By Ed Frankl
The eurozone's jobless rate edged higher in February, coming off a record low at the start of the year, ahead of the inflation shock and uncertainty prompted by the conflict in the Middle East.
Unemployment in the 21-nation currency area rose to 6.2% in February, from the all-time low of 6.1% in January, the European Union's statistics agency Eurostat said Wednesday.
Joblessness broadly held steady across the bloc, slightly up in Italy, marginally down in Spain, while unchanged in France and Germany.
However, the war in Iran and the ensuing rise in inflation caused by soaring energy prices, could threaten firms' hiring or ability to hold onto staff.
A more timely survey of the eurozone's manufacturing companies, also published Wednesday, by S&P Global said employment was reduced at an accelerated rate in March.
The unemployment rate will be a key pivot for the European Central Bank as it calibrates its policy response in the coming months, Claus Vistesen, chief eurozone economist at Pantheon Macroeconomics, said in a note.
Policymakers will need to be attentive to accelerating wage demands should the jobless rate remain low, which would support the ECB raising rates regardless of the underlying damage to the economy, he said.
Inflation expectations have already risen sharply after the blockage of the Strait of Hormuz sent energy costs higher. Eurozone inflation climbed to 2.5% in March, above the ECB's target, from 1.9% in February.

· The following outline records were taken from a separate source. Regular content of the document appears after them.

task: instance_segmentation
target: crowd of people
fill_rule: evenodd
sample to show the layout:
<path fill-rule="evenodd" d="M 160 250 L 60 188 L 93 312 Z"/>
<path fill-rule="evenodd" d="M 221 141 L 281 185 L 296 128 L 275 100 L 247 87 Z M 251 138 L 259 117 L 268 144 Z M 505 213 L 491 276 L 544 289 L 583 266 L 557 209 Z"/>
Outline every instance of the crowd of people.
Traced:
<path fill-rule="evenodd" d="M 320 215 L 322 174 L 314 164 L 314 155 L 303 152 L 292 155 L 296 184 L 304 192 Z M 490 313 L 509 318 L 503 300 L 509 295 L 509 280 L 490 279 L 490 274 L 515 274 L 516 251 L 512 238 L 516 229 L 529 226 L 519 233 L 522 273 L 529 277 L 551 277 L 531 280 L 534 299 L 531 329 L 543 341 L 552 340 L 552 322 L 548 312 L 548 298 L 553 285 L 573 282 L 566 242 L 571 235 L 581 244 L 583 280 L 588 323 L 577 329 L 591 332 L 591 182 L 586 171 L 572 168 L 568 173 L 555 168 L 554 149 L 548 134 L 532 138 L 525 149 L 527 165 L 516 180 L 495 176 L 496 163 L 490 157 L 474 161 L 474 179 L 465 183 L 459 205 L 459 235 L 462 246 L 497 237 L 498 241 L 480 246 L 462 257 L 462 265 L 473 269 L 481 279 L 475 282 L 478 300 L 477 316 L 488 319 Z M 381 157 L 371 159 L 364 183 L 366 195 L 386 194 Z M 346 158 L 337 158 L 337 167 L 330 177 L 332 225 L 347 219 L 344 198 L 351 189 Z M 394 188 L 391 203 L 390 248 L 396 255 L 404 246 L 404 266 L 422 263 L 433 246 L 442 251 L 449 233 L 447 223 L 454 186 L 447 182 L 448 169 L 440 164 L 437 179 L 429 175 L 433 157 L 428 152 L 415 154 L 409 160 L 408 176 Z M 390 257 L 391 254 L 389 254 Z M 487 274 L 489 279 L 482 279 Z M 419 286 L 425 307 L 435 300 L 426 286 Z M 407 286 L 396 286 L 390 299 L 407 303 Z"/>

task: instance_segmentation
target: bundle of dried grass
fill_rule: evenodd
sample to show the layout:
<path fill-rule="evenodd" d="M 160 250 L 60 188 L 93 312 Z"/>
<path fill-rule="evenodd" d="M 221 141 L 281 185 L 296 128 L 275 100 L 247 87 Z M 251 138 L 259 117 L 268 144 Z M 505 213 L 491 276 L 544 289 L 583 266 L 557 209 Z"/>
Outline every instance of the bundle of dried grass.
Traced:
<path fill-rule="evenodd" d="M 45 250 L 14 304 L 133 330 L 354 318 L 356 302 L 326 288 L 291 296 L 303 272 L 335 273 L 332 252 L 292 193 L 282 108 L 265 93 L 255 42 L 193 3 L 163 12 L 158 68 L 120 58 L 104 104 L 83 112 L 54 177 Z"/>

ECB rate setters will be concerned about being too slow to tighten monetary policy should higher oil-and-gas prices mean workers demand and get higher wages to cover their higher energy bills, leading to companies raising the prices of goods and services they provide.
The central bank said last month it expects the unemployment rate to average at 6.3% in both 2026 and 2027, before falling back to 6.2% in 2028.